Pressão por transparência e os vínculos com investigados
A amizade entre Salles e Didê é pública e registrada em redes sociais. Em março deste ano, Salles publicou um vídeo parabenizando Didê pelo aniversário, chamando-o de amigo fiel. Em junho de 2025, Didê devolveu os cumprimentos ao aniversário do coronel, destacando suas qualidades. Mais recentemente, em dezembro de 2024, Salles condecorou Didê com a Medalha Mérito Avante Bombeiro, uma das mais altas honrarias do Corpo de Bombeiros. Esses laços agora estão sob escrutínio, já que as investigações do Ministério Público e da Polícia Civil apontam que a organização criminosa liderada por Didê fraudava licitações e direcionava contratos do Instituto Rio Metrópole para empresas pré-selecionadas, com parte dos recursos sendo sacada em espécie e distribuída entre os envolvidos.

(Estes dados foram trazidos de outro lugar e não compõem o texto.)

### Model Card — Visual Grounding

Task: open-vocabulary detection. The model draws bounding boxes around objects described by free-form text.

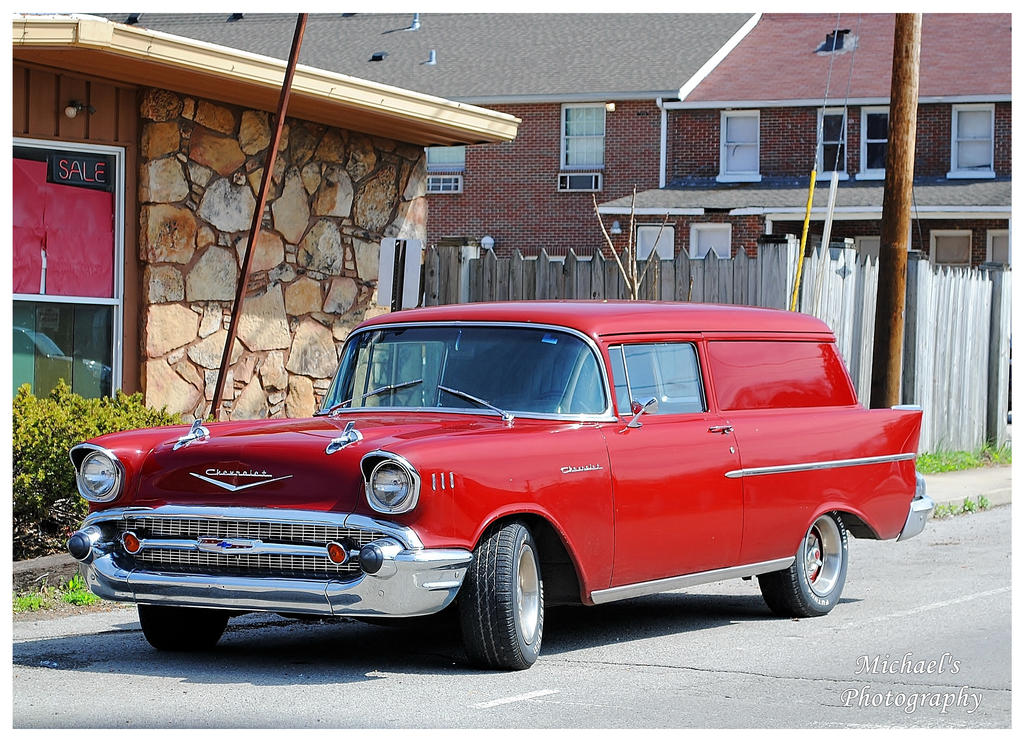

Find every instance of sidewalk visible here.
[925,467,1013,508]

Diante desse cenário, Couto decidiu intervir para garantir que a gestão da Defesa Civil não seja contaminada por suspeitas. A auditoria externa, segundo apurou a reportagem, será independente e abrangerá todos os contratos firmados pela secretaria e pelo Corpo de Bombeiros nos últimos anos. A expectativa é que os trabalhos comecem nos próximos dias, sob coordenação de uma empresa especializada em compliance e auditoria forense.
Impactos institucionais e próximos passos
A permanência de Tarciso Salles no cargo, portanto, está diretamente atrelada ao resultado dessa devassa. Caso sejam identificadas irregularidades, o governador interino não hesitará em afastar o secretário. A situação expõe as fragilidades dos mecanismos de controle dentro do governo fluminense e levanta questionamentos sobre a influência de Didê em órgãos estaduais. Você pode acompanhar os bastidores e as principais decisões da política em tempo real aqui na SpaceMoney.
Enquanto a auditoria não é concluída, Salles permanece no cargo, mas sob intensa vigilância. O governo também estuda a criação de uma comissão de transparência para revisar os procedimentos de licitação da Defesa Civil. O caso de Didê, que já responde a processo por corrupção, pode se desdobrar em novas investigações sobre contratos estaduais. A defesa do coronel Salles não se manifestou até o fechamento desta edição.